There is a TSB (#6103 if memory serves) for a replacement of a header gadget thingy on top of the windshield, it covers a number of 2003 models within a certain serial number parameter. I called my dealership and although mine was in the number range, I have suffered no leaks or wind noise whatsoever, and apparently the fix involves drilling of the header and ordering the part and etc. etc. (dealer gobbledeegook







), so I decided against it. I wish I was more helpful, but this back a month or two ago... ask your friendly neighborhood tech advisor about this, hope it helps your situation...


----------



## BruinToo (Jun 17, 2000)

*Re: New Beetle Convertible leak (NBTC)*


_Quote, originally posted by *NBTC* »_Hi all, 2003 NB Turbo Conv, leaks at top of driver's rear window at seam in top seal. Service advisor says they checked a car on the lot and it did the same thing. No other part of the top to window seals leak anywhere on the car. Does anyone else have a similar leak or have you heard of a fix? 
Service advisor said they didn't want to adjust or try to fix anything because they "would probably cause more problems". And also "It's a convertible, it's gonna leak". While that may have been true in 1973, I don't think todays cars are quite that way.
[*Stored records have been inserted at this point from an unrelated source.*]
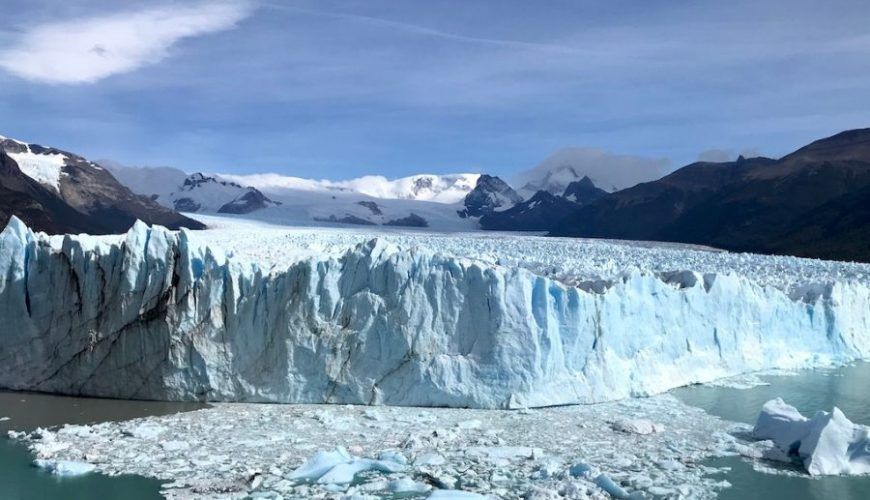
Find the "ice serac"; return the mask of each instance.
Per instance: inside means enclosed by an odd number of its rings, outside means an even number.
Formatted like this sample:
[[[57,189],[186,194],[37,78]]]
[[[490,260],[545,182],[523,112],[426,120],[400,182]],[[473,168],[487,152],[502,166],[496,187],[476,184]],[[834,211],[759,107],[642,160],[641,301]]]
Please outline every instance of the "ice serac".
[[[373,239],[266,270],[136,224],[0,233],[0,386],[158,400],[505,408],[870,356],[866,283],[628,272],[594,290]],[[807,291],[809,290],[809,291]]]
Any tips or feedback appreciated.

Are you talking about leaking from the small rear window on the driver's side? I have one of the earlier turbo NBC models and mine doesn't leak. If anything, I am more suspect of leakage coming from the seal/gasket between the front and rear windows.
The technical service bulletin boogety is refering to is TSB #0303 (NHTSA #285465) Summary: "Convertible top frame, modifying to new roof leading edge trim." I have not idea what that means. You can check edmunds.com for tech service bulletins.
-Ben


----------



## Pelican18TQA4 (Dec 13, 2000)

I've talked with my dealer about the TSB that's out on the NBCs. They told me that it relates to cars that have to have the roof leading edge trim replaced.
I too have an early NBC 1.8T and I don't have any leaks to speak of. I've noticed that while washing the car I will get a few drops of water on the inside of the car where you speak of, but nothing that I would call a leak.
FYI: Though modern day convertibles are a huge improvement over those of yore, they aren't 100% waterproof.


----------



## vwdeluxe (Jul 24, 2002)

*Re: New Beetle Convertible leak (NBTC)*


_Quote, originally posted by *NBTC* »_*snip* ... Service advisor said they didn't want to adjust or try to fix anything because they "would probably cause more problems". And also "It's a convertible, it's gonna leak". While that may have been true in 1973, I don't think todays cars are quite that way. Any tips or feedback appreciated.

Like Ben and Dave, I also have an early '03 turbo NBC and NO LEAKS here either (knock on wood). And for the record, my '73 Super Beetle 'vert doesn't leak either! Come to think of it, neither did my '82 Rabbit 'vert, '88 Cabriolet or '00 Cabrio








Dealers!












_Modified by vwdeluxe at 12:34 AM 1-8-2004_


----------